The Hackett Group’s World-Class Procurement: Redefining Performance in a Digital Era states that procurement organizations “achieve world-class performance and business value by maximizing performance through their service delivery capabilities.” It describes a customer-driven service delivery model with six parts, including technology and human capital.

Some companies mistake the trend toward smart technology implementation as a call for a reduction in resources, says Sawchuk, one of the report’s authors. Instead, it’s an opportunity. “I haven’t necessarily seen a lot of head count being reduced as a result of smart automation,” Sawchuk says. “What I have seen people do is use smart automation to create capacity because they don't have the ability to hire people. If I have a hundred people and my boss is asking me to do more — the old mantra of more for less — and they won't let me hire more people, I’m going to figure out how to free up capacity to do that. Robotics is one way to do that.”

New Roles and Skills

With smart technologies like robotics, robotic process automation and artificial intelligence, workers no longer will have to perform mundane, repetitive work and can tackle more strategic responsibilities. Thus, companies are shifting their resources to new roles, including analytical ones. However, there is a need to retrain talent in digital and analytical skills as well as soft skills, the report states.

“We ask organizations, ‘When you look to the future, what are the skills you believe you’re going to need?’ Certain work is going to go away; there are things that you do today that are most likely going to become or will become less important going forward,” Sawchuk notes. “If you understand that, what’s going to become more important? Data — and being comfortable with data and analytics — is going to be a much more critical skill for procurement professionals, or for anybody. Everybody must understand how to aggregate data, analyze it and tell a story from it.  By becoming more data savvy, more and more of the value function is going to come from the data and the insights it is telling us.”

Where Procurement Fits In

Additionally, having the right business skills — business acumen, relationship management with internal and external partners, and a strategic mindset — will become increasingly important for procurement professionals, Sawchuk says. According to the report, stakeholders list soft skills as “extremely important” along with such skills as negotiation, leadership and flexibility.

An emerging position is that of the business liaison role (also called a business partner role), Sawchuk says.

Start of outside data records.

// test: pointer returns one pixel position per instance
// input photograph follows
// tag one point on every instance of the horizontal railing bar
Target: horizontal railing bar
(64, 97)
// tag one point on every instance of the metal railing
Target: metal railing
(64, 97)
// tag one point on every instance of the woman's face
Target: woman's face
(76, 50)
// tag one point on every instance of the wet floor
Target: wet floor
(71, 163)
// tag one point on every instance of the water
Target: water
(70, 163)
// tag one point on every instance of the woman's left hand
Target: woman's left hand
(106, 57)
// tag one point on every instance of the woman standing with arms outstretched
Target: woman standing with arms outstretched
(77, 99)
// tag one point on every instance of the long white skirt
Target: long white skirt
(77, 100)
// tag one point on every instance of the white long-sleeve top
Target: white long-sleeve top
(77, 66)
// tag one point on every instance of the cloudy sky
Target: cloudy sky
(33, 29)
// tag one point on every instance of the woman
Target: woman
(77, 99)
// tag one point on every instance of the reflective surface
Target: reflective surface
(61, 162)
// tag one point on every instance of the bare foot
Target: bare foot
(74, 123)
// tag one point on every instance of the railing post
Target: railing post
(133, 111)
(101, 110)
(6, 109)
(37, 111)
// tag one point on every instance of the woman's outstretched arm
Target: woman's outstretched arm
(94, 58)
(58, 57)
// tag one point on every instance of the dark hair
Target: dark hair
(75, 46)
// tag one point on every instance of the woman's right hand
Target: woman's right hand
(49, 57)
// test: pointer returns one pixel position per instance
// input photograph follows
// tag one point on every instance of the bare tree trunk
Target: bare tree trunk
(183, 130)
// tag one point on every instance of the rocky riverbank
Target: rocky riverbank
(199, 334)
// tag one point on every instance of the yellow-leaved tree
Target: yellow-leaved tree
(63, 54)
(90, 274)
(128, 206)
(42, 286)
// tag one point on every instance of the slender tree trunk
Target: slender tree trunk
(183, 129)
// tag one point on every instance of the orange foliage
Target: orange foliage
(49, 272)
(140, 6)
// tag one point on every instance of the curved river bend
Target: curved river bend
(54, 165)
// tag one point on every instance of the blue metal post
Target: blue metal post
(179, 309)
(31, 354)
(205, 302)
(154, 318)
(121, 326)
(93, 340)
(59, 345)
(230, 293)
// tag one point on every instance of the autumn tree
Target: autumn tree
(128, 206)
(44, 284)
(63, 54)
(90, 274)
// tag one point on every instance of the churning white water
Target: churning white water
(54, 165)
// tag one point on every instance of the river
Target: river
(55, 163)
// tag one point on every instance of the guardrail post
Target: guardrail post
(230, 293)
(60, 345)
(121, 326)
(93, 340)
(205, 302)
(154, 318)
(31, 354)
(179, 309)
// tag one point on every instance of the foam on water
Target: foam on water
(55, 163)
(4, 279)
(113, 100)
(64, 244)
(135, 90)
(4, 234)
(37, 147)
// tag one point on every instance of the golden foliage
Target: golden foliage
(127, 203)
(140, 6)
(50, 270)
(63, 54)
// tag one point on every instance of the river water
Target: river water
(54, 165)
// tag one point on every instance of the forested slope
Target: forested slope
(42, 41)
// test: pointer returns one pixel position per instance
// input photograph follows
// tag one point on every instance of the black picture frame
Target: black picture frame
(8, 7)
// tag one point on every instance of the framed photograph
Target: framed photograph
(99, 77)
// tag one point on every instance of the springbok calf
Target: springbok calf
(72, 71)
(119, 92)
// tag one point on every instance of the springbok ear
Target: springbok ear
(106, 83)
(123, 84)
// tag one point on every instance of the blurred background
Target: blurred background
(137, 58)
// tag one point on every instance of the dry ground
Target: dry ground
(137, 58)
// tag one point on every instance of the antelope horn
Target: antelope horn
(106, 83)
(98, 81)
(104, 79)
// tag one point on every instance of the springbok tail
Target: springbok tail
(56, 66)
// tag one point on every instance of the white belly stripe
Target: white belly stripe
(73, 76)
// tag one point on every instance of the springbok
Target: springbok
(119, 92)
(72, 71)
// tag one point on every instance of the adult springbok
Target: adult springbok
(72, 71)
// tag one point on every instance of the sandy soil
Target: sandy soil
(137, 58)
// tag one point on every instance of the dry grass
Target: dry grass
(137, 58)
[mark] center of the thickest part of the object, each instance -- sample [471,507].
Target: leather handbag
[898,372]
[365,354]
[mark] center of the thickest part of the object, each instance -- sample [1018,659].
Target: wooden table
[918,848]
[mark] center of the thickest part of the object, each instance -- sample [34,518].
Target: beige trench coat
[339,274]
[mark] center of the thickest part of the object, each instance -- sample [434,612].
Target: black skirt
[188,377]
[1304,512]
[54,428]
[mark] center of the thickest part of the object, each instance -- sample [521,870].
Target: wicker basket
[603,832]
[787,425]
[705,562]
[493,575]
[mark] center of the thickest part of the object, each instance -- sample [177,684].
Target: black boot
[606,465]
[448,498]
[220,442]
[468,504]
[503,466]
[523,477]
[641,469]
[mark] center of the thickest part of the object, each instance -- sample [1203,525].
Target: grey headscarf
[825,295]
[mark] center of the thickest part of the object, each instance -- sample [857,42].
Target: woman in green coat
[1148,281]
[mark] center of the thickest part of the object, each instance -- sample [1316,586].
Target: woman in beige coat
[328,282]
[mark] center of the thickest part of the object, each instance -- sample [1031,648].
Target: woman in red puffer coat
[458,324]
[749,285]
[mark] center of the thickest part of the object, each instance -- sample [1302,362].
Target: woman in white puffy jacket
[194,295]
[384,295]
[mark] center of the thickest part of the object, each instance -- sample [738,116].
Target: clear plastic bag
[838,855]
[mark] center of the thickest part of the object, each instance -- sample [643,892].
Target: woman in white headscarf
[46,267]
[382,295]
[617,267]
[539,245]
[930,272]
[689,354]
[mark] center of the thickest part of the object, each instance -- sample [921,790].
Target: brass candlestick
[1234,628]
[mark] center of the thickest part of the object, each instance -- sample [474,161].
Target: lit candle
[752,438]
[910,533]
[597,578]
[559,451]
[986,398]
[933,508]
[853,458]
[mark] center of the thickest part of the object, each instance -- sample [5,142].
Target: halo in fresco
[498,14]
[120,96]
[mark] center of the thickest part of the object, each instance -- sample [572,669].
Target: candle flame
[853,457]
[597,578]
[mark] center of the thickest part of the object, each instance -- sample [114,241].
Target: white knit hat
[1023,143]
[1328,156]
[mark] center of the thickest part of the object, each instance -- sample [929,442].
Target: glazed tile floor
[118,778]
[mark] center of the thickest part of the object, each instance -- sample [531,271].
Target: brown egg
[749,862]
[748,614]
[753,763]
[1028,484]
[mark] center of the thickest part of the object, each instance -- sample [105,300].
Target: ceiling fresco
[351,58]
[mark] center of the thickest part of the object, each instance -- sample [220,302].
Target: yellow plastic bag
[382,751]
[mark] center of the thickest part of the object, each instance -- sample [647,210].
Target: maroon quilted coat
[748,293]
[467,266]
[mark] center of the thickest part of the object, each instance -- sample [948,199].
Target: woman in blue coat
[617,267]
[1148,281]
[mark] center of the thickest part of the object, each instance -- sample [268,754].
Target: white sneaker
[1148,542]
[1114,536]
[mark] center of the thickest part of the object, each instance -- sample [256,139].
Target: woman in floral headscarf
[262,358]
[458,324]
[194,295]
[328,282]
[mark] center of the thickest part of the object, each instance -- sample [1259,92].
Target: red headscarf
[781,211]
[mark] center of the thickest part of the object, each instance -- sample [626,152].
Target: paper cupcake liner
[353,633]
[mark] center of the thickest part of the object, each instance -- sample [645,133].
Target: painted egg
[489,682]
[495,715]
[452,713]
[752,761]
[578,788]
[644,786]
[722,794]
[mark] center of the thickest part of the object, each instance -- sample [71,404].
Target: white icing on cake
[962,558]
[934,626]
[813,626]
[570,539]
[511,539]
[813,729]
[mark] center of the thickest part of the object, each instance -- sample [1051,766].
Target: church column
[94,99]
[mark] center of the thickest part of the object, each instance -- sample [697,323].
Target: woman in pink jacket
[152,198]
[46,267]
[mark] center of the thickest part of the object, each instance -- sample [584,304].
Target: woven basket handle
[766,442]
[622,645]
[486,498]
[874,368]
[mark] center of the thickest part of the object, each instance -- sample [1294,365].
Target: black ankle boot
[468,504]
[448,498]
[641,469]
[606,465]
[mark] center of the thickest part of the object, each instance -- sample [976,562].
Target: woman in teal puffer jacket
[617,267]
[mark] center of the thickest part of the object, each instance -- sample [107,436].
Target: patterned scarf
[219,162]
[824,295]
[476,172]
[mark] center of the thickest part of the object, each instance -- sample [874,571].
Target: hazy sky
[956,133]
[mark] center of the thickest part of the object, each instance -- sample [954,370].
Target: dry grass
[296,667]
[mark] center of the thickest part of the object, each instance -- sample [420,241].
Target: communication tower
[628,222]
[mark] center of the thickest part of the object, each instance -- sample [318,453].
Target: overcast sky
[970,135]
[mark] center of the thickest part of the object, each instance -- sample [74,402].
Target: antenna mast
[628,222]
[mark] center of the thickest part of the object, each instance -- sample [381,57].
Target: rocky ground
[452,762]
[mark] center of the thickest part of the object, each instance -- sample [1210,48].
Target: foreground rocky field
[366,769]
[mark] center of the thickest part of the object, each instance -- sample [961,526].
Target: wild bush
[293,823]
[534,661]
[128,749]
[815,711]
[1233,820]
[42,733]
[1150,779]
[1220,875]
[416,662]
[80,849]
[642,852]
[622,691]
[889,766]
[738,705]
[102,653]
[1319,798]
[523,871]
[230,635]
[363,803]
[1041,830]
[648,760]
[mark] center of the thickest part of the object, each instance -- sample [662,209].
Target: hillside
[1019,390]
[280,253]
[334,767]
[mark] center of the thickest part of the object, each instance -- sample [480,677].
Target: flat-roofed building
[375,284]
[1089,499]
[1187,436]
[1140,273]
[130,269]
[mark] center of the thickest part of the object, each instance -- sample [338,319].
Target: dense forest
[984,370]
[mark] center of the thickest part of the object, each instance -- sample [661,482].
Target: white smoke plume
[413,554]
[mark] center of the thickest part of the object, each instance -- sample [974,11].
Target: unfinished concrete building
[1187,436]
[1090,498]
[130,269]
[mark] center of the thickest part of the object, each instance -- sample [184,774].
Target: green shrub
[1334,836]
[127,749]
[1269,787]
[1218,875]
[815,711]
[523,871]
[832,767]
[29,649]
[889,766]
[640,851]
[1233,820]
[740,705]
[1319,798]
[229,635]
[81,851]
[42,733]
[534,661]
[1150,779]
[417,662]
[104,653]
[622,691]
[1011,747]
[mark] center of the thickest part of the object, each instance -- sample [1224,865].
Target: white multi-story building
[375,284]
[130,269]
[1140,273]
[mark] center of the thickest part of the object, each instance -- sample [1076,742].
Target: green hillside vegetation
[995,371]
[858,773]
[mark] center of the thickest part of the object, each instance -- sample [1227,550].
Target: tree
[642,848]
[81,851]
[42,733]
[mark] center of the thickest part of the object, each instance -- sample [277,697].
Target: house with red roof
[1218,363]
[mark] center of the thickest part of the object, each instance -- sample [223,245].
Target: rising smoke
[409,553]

The responsibility of those in this position, he says, is “to understand what is happening within that business and bring it back to the organization — how the supply management function can enable the business to be successful through what it does.”

As companies move forward, they must consider the implications of how they organize as well as the new roles they will need, Sawchuk says: “Talent is critical to the success factor in making all this work.”